Poster Presentation 39th Annual Lorne Genome Conference 2018

Bayesian neural network based modelling of steady-state splicing mechanism. (#260)

KANUPRIYA TIWARI , Lars K Nielsen

Rationale: Most splicing models assemble a sequence based “splicing code” in a single tissue or rank sequence features based on their importance in different tissues making implicit assumptions about splice factor availability. From a systems biology perspective, the mechanistic modelling of splicing is complicated due to the expanding repertoire of core splicing machinery components and auxiliary factors involved. However, with the wealth of open source RNA-seq data available, machine learning methods can be trained using this data for learning the underlying mechanisms. We propose that by incorporating splice factor expression signatures and sequence features as inputs, a neural network model can be trained for predicting the most likely splicing pattern of a sequence, taking advantage of the methods ability to learn non-linear dependencies among its inputs.

Methods: We have built a 3 layer Bayesian neural network for predicting the direction of inclusion of the central exon in a triplet of exons. Each training data point for the network is a set of input features including 1400 sequence-based features and splice factor expression values (a linear combination of factor expression and its binding site counts) corresponding to 1 of 16 human tissues and the matched output probability of inclusion of the central exon in that tissue. A sparsity prior was assigned to the network weights for the purpose of regularizing the model, inference is performed using Gibbs sampling. 

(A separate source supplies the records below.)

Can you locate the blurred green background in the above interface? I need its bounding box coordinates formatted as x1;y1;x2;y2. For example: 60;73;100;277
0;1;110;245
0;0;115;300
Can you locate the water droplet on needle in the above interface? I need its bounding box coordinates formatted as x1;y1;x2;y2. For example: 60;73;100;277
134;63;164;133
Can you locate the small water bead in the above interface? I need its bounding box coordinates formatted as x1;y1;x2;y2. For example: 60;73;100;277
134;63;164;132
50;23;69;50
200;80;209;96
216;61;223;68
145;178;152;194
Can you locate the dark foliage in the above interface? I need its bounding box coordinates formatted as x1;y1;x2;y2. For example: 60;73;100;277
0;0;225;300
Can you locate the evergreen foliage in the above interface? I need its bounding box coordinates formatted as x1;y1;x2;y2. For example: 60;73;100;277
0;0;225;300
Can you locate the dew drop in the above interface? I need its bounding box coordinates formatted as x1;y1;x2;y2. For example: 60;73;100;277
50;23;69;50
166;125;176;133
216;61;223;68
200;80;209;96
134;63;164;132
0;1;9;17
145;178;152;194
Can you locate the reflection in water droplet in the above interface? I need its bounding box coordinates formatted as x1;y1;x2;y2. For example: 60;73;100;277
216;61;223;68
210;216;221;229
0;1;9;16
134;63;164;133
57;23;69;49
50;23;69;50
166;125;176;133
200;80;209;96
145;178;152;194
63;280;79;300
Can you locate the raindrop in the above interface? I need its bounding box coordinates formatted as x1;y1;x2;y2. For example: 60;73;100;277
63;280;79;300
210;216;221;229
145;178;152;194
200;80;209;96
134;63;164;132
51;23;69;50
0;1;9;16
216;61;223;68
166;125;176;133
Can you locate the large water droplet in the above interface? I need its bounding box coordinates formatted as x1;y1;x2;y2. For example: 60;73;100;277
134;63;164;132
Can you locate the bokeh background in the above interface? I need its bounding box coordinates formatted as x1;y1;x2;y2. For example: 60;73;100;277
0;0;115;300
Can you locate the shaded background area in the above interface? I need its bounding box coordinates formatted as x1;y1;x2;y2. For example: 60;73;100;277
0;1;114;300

Impact: While models exist for predicting the effects of sequence variants on splicing, these variants only account for ca. 15% of disease-causing mutations whereas several diseases are a result of aberrant splice factor expression. The current model is a useful tool for assessing the impact of changes in factor expression on the transcriptome of a cell which can be used to narrow down the number of possibly affected transcripts to be further investigated.